Brancusi Constantin (1876-1957). Paris, Centre Pompidou – MusÈe national d’art moderne – Centre de crÈation industrielle. PH853B.

Brancusi (Hobita 1876 – Paris 1957) is one of the fathers of modern sculpture. He remains an unclassifiable artist and one of the greatest sculptors of the 20th century. The festival’s flagship exhibition, Brancusi: Sublimation of Form illustrates the uniqueness of this artist, who tried to grasp the essence of human beings and objects through the creation of pared-down forms, free of outside influence. Brancusi used his sculptures to embody the radical transformations that painting had undergone half a century earlier. His innovative work succeeded in establishing itself in an environment which had just begun to open up to modernity, inspiring several generations of artists.

The exhibition first focuses on Brancusi’s journey: born deep into the Romanian countryside, he studied at the Craiova School of Arts and Crafts and later at the Bucharest School of Fine Arts. In 1904, he arrived in Paris after journeying through Europe, to continue his training. After a brief spell in Rodin’s studio, Brancusi decided to seek out his own path, convinced that “nothing grows in the shade of tall trees.” Works by Rodin and Rosso will be presented along- side early and essential works by Brancusi, which show both the influence of these masters as well as how Brancusi freed himself from their influence.

In 1907, a pivotal year in his creative process, Brancusi decided to move away from model-based work and adopted the technique of direct carving, largely renouncing the use of models. This is when Brancusi began producing sculptures in series, working and reworking several themes simultaneously, and developing them over a period of several decades, until the result was sufficiently free from the superfluous and capable of expressing, “real things that are not the carcass of what we see, but of what is being hidden from us.”

The exhibition focuses on several series, showing the sublimation process used in the sculptor’s work. In The Beginning of the World, a realistic looking child’s head evolves into an ovoid form which borders on abstraction. A magical bird from traditional fairy tales stretches out, expressing the suggestion of flight. The embrace of a kiss is synthesised and becomes a graphic motif. The portrait of a woman is refined until it is transformed into an ambiguous form, abolishing gender boundaries.

During the 1920s, the artist’s studio, a real modern art laboratory, started drawing the attention of art collectors, museum representa- tives, and the literary and art world of the time. The studio occupies an important place in the exhibition.

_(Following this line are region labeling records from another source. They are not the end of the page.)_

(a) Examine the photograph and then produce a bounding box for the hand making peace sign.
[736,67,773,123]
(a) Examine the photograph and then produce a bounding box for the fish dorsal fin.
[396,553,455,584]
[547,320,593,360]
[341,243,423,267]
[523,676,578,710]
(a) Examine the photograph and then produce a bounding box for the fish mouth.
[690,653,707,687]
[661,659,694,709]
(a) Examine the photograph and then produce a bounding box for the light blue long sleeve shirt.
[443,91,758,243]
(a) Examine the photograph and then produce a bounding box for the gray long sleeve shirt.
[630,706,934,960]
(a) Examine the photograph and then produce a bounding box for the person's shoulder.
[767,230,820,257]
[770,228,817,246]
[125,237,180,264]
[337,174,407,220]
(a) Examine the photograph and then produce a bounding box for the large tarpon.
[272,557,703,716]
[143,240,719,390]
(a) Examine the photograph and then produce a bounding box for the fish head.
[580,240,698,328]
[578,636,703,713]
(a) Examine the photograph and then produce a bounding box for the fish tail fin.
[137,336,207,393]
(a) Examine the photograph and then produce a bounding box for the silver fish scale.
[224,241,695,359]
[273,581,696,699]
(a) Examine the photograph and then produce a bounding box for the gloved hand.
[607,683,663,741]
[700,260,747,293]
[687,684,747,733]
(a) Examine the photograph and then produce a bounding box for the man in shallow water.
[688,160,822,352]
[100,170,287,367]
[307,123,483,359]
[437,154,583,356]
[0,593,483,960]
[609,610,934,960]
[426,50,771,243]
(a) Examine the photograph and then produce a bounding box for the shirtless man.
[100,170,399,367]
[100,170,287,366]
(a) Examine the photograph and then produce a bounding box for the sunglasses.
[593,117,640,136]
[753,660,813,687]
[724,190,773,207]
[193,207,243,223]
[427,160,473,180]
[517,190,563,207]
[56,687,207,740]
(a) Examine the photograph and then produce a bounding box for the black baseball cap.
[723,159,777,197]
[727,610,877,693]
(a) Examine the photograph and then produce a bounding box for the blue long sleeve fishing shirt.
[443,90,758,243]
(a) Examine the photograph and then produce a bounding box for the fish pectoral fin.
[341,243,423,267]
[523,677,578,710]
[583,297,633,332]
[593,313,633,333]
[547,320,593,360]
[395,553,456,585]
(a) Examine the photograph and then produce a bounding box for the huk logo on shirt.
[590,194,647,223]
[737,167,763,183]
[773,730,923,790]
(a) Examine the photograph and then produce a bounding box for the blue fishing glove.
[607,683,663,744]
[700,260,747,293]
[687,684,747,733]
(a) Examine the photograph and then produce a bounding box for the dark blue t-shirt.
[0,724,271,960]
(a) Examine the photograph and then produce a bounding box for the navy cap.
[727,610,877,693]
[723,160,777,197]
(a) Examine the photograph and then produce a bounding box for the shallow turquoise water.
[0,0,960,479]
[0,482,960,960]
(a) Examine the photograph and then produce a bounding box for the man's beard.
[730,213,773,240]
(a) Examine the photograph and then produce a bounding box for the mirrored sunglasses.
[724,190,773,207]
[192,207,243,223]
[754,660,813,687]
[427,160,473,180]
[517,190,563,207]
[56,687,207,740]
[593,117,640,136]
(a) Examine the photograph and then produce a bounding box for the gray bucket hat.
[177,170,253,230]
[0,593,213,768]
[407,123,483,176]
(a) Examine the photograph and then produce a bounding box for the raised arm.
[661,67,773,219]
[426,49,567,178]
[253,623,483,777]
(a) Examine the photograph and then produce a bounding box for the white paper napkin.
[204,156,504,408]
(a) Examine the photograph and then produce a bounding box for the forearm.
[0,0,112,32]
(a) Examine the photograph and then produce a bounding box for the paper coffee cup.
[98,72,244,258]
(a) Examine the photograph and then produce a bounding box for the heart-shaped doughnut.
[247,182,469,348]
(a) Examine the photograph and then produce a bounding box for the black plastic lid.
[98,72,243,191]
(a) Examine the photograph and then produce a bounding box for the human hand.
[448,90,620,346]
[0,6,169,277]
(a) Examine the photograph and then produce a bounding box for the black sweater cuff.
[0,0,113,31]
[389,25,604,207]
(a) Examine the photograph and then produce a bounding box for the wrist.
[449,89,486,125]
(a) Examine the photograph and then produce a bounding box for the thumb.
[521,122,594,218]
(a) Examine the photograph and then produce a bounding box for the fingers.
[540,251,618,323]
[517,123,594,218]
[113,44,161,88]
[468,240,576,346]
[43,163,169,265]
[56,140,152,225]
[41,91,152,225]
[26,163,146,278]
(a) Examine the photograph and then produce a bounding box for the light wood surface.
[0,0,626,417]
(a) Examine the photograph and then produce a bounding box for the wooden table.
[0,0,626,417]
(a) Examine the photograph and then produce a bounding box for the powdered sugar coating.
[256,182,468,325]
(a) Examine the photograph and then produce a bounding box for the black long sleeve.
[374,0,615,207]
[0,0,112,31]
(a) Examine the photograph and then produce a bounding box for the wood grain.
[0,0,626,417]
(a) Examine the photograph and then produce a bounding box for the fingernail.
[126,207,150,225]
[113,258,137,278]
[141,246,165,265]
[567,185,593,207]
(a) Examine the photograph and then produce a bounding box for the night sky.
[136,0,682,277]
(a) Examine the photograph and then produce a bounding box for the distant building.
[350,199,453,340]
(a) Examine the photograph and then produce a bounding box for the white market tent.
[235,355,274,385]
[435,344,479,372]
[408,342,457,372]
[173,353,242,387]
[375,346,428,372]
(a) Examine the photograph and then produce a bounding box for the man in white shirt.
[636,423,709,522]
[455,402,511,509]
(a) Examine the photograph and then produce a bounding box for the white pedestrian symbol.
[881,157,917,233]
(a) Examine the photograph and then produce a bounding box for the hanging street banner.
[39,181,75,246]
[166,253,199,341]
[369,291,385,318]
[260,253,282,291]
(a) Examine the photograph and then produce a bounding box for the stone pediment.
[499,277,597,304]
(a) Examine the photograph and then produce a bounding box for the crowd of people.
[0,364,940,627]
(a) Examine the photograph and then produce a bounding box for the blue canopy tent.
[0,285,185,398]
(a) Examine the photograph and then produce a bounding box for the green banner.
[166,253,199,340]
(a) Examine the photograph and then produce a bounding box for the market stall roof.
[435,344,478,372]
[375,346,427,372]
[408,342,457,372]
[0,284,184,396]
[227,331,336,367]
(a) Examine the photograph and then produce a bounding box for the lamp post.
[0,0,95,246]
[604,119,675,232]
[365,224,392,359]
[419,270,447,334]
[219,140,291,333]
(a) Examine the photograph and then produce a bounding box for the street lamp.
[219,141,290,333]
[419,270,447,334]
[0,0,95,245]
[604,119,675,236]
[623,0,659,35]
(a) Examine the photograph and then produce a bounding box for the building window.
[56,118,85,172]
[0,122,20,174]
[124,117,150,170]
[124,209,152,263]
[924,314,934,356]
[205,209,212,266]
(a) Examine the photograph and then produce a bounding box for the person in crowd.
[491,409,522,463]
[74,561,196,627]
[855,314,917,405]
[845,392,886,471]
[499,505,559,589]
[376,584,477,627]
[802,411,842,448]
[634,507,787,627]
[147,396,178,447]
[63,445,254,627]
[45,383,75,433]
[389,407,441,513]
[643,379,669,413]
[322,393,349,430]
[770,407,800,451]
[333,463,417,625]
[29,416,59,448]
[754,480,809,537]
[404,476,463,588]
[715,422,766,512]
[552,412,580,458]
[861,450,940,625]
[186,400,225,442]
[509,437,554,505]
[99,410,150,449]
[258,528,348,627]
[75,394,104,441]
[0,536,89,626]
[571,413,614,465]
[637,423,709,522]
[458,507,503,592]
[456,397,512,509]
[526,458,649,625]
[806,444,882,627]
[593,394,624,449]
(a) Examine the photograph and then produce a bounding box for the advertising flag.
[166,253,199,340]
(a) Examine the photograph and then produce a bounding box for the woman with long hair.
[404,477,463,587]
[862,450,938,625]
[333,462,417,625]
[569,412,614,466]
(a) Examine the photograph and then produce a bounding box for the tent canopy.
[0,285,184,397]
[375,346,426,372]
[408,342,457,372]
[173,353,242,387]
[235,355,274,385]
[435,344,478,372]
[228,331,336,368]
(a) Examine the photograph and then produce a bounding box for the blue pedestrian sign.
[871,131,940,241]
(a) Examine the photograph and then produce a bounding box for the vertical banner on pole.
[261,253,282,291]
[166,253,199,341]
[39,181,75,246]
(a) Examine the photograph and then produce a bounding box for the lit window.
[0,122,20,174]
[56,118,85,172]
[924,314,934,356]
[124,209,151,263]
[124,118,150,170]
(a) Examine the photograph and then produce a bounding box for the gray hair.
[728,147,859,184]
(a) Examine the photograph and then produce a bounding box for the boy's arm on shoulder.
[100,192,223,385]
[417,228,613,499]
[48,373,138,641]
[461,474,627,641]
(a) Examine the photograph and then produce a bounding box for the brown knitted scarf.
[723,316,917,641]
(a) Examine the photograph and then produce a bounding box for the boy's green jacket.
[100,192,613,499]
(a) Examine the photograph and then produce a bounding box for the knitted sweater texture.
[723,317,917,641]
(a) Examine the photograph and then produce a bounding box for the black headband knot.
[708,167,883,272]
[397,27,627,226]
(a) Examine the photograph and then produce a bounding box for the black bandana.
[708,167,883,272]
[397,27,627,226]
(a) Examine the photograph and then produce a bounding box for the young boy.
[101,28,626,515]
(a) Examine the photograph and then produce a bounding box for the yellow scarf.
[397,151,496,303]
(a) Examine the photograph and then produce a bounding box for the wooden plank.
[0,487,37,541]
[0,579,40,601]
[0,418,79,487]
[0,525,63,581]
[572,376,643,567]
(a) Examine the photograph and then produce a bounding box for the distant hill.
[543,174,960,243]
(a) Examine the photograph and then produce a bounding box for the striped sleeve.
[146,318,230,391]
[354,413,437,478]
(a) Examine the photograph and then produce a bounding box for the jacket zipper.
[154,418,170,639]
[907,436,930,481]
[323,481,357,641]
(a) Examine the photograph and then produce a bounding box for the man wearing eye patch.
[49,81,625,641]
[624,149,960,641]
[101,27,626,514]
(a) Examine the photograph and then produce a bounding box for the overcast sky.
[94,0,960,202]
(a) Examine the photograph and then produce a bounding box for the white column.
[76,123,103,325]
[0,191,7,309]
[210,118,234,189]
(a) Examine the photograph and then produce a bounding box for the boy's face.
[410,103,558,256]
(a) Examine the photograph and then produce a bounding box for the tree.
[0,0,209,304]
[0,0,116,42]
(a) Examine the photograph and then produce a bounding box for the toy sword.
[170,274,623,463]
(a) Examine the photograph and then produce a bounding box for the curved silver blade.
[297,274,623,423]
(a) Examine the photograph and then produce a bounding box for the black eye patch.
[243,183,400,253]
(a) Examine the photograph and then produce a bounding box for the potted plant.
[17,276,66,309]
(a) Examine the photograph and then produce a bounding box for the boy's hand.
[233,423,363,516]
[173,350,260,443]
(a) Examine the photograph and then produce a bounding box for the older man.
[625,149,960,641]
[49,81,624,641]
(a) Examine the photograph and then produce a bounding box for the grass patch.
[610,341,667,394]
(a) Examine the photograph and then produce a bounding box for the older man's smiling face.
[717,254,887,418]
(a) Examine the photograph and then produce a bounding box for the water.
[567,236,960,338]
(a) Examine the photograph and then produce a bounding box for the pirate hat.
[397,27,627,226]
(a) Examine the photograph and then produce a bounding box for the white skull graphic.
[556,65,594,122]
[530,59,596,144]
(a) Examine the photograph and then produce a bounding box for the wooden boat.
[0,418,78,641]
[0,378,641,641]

It highlights Brancusi’s artistic influence and places him back in this era, revealing his amicable ties with Fernand Léger, Amedeo Modigliani, Marcel Duchamp, Man Ray, Erik Satie, and Tristan Tzara.

Photography was essential to Brancusi; his photographs are a precious guide to understanding his sculptural work. He practised photography intensively from the 1920s onwards, prohibiting
anyone but himself from photographing his work or himself. This tendency stemmed from his inherent desire for coherence and control. This aspect of his work will receive considerable attention throughout the exhibition. Brancusi was also fascinated by moving images: several fragments of his films which echo his sculptures, which, to varying degrees, integrate this notion of movement, will be shown.

But he left his one and only monumental work (made up of three elements: The Endless Column, Gate of the Kiss, and The Table of Silence) to his homeland Romania, where it was installed between 1937 and 1938 in Târgu Jiu, as a commemoration of the heroes who died during the First World War. In the exhibition, a room will be dedicated to this work, which is a synthesis of all his themes and a perfect illustration of his conception of architecture and urban planning.